Non si era mai sentito così meschino, non aveva mai reputato la propria vita così indegna rispetto a quella di un altro. Perché era toccata a lui una decisione tanto raccapricciante? Che senso aveva infliggergli un'altra ferita? Lacey lo aveva reso suo complice, lo aveva messo davanti a una realtà ancora più dura: se lui l'avesse denunciata, il primo - e forse l'unico - a pagarne le conseguenze sarebbe stato lui stesso. Aveva dato per scontato che l'amore per se stesso e la paura lo avrebbero zittito, e in effetti Vincent non sapeva più cosa fare.

Tutta quella situazione era ingiusta e crudele.

E nonostante si sentisse un mostro per aver condannato una persona innocente, dentro di sé non poté ignorare quel senso di sollievo per non essere lui quello nella cella.
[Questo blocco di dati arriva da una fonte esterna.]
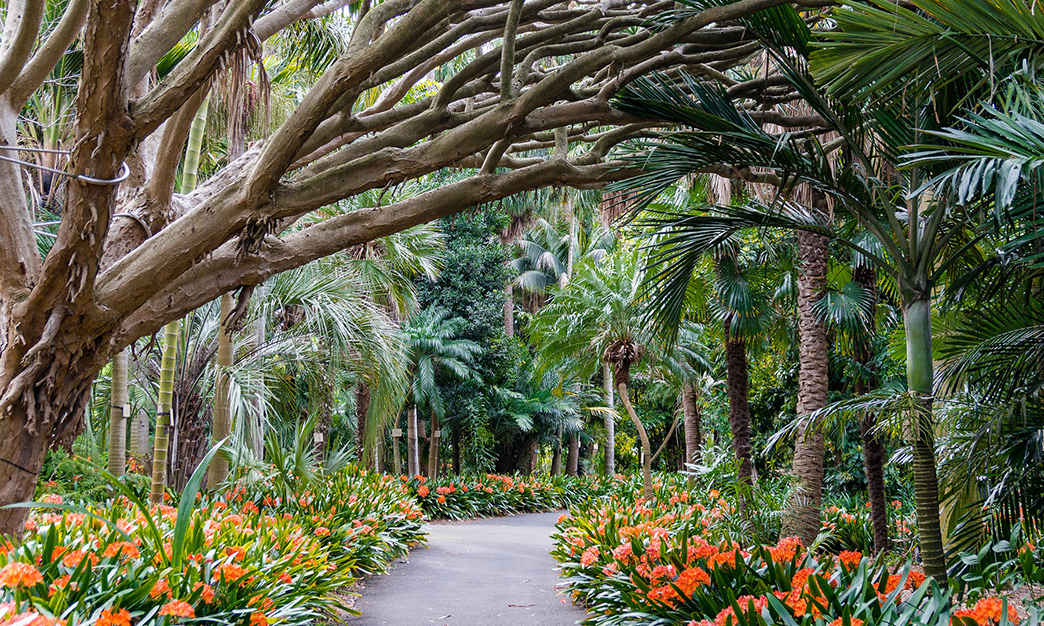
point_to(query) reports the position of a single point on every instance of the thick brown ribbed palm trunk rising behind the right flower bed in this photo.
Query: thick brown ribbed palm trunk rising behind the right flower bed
(804, 518)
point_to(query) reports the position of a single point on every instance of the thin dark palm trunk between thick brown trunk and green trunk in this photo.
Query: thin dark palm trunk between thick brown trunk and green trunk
(873, 449)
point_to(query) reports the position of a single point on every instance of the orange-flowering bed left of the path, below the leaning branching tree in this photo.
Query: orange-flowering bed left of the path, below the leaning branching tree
(232, 560)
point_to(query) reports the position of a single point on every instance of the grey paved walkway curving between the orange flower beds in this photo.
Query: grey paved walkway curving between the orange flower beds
(487, 573)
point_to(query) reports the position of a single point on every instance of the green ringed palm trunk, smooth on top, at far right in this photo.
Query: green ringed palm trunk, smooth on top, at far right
(917, 315)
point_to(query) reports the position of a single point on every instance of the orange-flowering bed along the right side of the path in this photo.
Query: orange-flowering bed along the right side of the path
(634, 563)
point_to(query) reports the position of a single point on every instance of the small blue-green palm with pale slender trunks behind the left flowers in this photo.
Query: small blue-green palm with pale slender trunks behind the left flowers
(434, 348)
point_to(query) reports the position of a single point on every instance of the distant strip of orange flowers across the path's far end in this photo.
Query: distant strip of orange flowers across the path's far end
(491, 495)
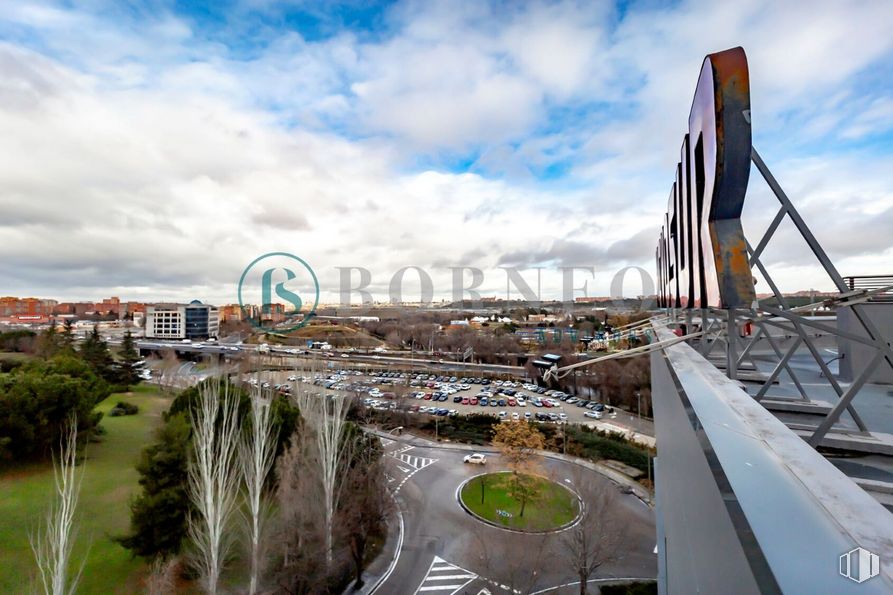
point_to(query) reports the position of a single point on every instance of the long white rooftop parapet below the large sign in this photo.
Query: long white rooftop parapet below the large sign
(732, 477)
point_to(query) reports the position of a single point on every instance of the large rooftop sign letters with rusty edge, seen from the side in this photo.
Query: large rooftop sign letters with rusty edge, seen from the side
(706, 260)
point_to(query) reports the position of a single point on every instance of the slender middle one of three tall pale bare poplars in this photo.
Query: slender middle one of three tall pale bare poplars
(256, 453)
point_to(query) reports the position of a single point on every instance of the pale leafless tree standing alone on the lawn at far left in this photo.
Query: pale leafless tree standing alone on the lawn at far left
(53, 542)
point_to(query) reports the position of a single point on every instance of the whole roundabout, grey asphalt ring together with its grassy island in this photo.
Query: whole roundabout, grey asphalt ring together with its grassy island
(444, 546)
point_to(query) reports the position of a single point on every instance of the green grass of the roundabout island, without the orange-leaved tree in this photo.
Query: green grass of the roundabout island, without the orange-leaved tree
(553, 507)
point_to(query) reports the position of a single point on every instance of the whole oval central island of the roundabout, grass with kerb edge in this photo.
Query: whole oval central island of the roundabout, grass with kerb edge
(522, 502)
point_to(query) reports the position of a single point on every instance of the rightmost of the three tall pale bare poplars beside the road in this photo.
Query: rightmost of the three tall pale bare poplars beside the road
(324, 419)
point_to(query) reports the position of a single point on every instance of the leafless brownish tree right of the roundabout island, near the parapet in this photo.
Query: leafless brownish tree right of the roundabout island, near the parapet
(599, 538)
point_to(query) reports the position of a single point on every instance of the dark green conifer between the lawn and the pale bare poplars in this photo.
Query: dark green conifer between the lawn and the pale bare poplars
(158, 514)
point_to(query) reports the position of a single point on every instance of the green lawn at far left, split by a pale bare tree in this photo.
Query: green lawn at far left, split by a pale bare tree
(110, 480)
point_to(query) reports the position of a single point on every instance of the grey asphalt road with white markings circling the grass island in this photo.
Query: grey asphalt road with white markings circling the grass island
(441, 550)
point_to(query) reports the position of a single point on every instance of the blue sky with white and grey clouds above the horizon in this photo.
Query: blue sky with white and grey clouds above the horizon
(152, 150)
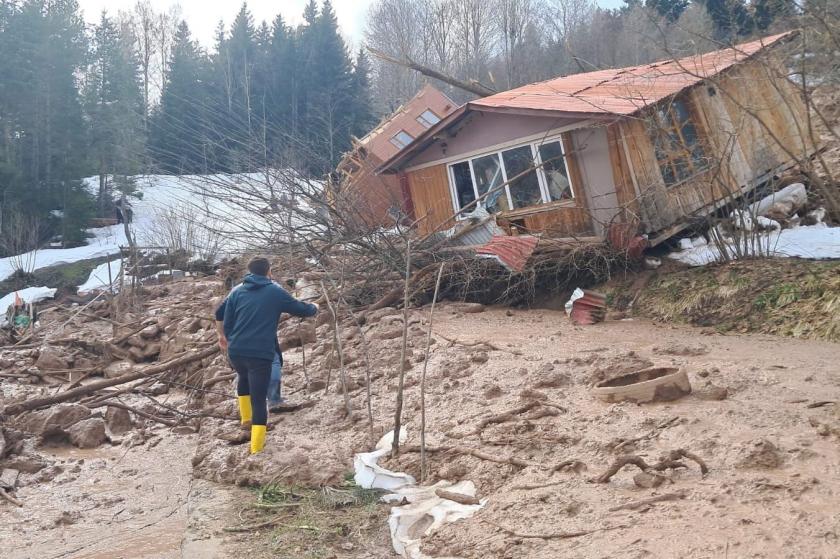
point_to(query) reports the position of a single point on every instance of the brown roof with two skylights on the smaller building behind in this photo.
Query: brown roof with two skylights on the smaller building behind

Era davvero una persona talmente orribile?

"Ho preferito me stesso a lei. E andrò all'inferno per questo" continuava a pensare, con gli occhi sbarrati e rivolti verso il pavimento coperto da un sottile strato di ghiaccio.

Alla fine fu Replica, quando iniziò a battere i denti, a costringerlo in piedi prendendolo per un braccio, brusca, e tanto lo spinse finché non lo buttò fuori da quella stanza.

Sul suo palmare poi, parato davanti agli occhi del giovane, venne scritto un messaggio diretto, privo di cuore.

"Vattene. Non parlare con nessuno."

E Vincent lo aveva fatto, sconfitto su tutta la linea.

In quel momento la sua vita cambiò per sempre: tutto ciò che sarebbe venuto dopo era diretta e nefasta conseguenza dello strenuo aggrapparsi alla vita che Vincent mostrò quella notte.

***

- Quasi un mese dopo, metà ottobre -

Benché il tempo passasse inesorabilmente, la colazione in casa Black rimaneva una formalità da sbrigare in fretta, non uno di quei momenti tanto celebri nelle pubblicità in cui l'intera famiglia si riuniva intorno al tavolo, chi già sveglio e chi mezzo addormentato, in una generale atmosfera calda e piacevole.